So what is causing our children to lose their heads? Several rationales have been offered. They include, but are not limited too, allergic reactions, psychological disorders, watching television all the time and consuming too much sugar. Keeping this mind, I want to point out that this epidemic is mainly occurring in America. In fact, psychologists have noticed that in Europe, for instance, kids act much more appropriately. While dining at a restaurant, for example, they don’t throw food or argue. They act like little angels. In addition, American kids show more aggression during recess than European kids. Does it seem reasonable to assume that such behavioral differences between two highly technological countries is due to mere television and too much sugar? I believe that the real reason lies in how we raise our children.

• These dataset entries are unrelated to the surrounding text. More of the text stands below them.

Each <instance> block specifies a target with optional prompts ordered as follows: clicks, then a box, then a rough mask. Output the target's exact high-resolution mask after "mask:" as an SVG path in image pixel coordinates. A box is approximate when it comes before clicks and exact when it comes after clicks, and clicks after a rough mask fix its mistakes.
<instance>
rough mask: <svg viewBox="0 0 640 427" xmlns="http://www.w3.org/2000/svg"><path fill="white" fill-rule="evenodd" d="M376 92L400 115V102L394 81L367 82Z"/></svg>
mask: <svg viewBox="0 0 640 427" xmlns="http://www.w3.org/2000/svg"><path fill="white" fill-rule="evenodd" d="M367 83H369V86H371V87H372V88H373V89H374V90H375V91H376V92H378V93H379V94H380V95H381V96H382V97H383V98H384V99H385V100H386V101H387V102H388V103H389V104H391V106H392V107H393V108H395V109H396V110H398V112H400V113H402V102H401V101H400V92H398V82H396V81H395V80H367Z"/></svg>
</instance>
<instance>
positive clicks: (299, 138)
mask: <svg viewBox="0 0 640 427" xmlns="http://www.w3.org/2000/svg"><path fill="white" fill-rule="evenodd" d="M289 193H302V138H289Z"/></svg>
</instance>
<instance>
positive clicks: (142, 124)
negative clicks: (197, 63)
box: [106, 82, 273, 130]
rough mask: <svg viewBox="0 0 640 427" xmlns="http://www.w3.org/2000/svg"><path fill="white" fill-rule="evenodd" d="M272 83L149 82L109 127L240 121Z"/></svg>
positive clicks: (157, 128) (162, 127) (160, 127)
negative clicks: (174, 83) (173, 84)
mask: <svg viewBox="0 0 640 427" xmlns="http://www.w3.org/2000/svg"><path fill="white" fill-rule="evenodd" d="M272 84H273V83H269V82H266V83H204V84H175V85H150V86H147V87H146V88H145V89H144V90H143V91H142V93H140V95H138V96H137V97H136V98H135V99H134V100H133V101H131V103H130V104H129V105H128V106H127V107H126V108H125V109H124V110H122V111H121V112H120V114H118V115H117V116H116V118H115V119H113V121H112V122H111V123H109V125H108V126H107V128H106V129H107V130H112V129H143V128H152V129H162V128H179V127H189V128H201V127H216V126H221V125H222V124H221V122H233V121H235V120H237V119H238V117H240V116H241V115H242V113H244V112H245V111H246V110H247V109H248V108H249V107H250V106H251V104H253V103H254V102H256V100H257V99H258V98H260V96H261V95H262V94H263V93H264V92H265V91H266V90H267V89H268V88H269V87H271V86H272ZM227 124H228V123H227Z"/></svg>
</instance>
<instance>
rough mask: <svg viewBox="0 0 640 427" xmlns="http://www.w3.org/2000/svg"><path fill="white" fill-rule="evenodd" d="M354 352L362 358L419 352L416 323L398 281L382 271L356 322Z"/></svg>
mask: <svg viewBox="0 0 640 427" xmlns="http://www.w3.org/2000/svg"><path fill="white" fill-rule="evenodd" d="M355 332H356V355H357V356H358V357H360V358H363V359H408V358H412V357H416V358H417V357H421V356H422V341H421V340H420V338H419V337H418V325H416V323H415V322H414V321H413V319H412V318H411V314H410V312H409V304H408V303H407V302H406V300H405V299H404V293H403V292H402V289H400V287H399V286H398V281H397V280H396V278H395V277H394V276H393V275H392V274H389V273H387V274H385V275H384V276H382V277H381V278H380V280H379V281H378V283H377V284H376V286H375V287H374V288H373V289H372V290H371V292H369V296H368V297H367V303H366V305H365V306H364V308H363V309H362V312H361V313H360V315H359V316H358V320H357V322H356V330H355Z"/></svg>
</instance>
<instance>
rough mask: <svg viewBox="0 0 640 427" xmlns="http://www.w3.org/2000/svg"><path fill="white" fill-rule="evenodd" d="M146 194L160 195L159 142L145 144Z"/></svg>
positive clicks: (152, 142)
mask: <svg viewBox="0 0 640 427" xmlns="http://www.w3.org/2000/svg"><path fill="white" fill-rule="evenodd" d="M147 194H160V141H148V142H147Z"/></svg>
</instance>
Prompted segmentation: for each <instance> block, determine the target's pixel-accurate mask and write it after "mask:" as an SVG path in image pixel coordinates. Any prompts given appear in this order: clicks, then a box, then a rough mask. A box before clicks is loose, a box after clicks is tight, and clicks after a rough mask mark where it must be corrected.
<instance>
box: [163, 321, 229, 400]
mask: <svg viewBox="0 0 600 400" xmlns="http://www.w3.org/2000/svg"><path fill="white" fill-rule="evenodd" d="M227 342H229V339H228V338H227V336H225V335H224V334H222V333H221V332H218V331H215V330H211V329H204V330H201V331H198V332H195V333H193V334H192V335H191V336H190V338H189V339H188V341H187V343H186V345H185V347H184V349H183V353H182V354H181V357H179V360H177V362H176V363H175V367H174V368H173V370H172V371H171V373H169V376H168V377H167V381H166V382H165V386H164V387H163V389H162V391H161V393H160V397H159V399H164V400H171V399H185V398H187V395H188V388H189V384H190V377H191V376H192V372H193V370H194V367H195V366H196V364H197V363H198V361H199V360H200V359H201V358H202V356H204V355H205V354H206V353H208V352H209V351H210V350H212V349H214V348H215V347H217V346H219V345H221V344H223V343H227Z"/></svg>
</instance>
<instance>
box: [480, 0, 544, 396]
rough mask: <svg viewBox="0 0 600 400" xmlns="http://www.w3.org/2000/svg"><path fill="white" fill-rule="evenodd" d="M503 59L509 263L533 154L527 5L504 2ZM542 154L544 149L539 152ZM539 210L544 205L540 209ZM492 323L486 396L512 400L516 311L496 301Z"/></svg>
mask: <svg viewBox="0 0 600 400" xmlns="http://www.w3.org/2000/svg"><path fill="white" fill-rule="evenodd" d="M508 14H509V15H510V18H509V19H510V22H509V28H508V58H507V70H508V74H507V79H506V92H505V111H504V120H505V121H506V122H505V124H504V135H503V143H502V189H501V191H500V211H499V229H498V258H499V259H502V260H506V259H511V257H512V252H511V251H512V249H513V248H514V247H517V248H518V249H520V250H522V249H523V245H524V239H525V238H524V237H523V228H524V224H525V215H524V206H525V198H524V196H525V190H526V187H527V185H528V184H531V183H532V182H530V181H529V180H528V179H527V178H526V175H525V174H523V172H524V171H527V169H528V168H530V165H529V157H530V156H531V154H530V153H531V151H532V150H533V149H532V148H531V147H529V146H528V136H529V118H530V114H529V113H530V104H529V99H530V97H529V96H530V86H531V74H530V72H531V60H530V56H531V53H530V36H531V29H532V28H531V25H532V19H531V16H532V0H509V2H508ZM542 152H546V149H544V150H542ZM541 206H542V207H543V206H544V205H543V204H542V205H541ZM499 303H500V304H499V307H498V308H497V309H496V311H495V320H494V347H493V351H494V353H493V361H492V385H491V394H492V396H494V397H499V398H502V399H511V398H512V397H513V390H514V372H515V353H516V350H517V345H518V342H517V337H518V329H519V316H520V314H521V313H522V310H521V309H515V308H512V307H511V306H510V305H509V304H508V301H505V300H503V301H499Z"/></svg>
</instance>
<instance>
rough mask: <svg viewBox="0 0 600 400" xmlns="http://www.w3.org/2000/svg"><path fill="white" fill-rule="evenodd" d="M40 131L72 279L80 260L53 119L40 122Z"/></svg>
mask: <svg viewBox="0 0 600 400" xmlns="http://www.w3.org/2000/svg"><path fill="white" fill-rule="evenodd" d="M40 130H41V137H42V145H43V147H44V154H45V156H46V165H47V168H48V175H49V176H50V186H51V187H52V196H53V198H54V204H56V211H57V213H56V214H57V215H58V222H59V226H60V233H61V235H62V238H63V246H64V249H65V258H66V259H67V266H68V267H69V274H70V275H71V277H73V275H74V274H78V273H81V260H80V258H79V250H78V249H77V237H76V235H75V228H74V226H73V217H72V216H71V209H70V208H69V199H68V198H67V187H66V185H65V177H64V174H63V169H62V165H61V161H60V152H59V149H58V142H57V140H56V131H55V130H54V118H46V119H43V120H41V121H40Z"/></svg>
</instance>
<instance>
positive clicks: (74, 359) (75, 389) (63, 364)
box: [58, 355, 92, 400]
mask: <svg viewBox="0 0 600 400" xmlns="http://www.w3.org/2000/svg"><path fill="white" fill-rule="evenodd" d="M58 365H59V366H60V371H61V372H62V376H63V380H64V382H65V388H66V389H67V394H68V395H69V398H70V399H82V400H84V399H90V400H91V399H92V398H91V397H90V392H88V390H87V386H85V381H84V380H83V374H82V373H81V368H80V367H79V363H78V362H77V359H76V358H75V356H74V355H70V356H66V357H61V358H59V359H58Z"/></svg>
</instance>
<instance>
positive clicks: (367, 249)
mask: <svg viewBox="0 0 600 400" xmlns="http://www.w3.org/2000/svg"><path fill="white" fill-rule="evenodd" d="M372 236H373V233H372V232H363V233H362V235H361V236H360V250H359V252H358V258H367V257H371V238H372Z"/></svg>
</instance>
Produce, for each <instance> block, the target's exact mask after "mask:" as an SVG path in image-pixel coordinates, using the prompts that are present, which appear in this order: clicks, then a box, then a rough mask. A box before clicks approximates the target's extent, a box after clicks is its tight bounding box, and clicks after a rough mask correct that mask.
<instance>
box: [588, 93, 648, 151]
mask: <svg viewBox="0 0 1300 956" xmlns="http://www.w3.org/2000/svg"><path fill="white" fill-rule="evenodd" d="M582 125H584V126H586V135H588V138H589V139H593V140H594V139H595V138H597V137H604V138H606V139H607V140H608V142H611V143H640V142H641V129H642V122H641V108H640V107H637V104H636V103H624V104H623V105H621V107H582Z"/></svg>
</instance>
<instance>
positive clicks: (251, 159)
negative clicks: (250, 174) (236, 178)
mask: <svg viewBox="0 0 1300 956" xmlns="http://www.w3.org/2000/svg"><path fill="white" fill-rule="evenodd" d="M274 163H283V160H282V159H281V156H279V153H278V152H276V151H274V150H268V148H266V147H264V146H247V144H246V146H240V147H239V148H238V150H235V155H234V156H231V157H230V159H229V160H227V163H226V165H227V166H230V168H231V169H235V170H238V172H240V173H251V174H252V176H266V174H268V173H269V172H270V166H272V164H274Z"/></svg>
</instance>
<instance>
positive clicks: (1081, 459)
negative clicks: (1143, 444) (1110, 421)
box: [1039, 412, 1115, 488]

Interestingly enough, psychological studies show that disturbing child behavior oftentimes results from kids receiving too much improper attention. Take for instance the case of little Bobby. He was a three year old attending preschool. Everyday, he typically had anywhere from three to eight crying tantrums. Each time he cried, his teacher would quickly run to him to give him support. Psychologists studied the situation and concluded that perhaps the “OVER-SUPPORT” might be leading to all the crying. Therefore, they decided to try a new strategy. Every time Bobby began crying, the teacher would look up and just take a brief glimpse at him to see if he was okay. If he was not injured and he was okay, they would just look down and get back to work. Only when he suffered a legitimate mishap would they intervene. The result was that within a few days, Bobby was crying a whole lot less. To ensure that their hypothesis was correct, they then had the teacher return to giving Bobby lots of attention. Within a matter of days, he was back to his old ways!

Such studies prove that disruptive actions and behavior can sometimes evolve from giving kids too much attention. I am not saying that this strategy will eliminate all the disruptive behavior out there. But, it certainly is a first step.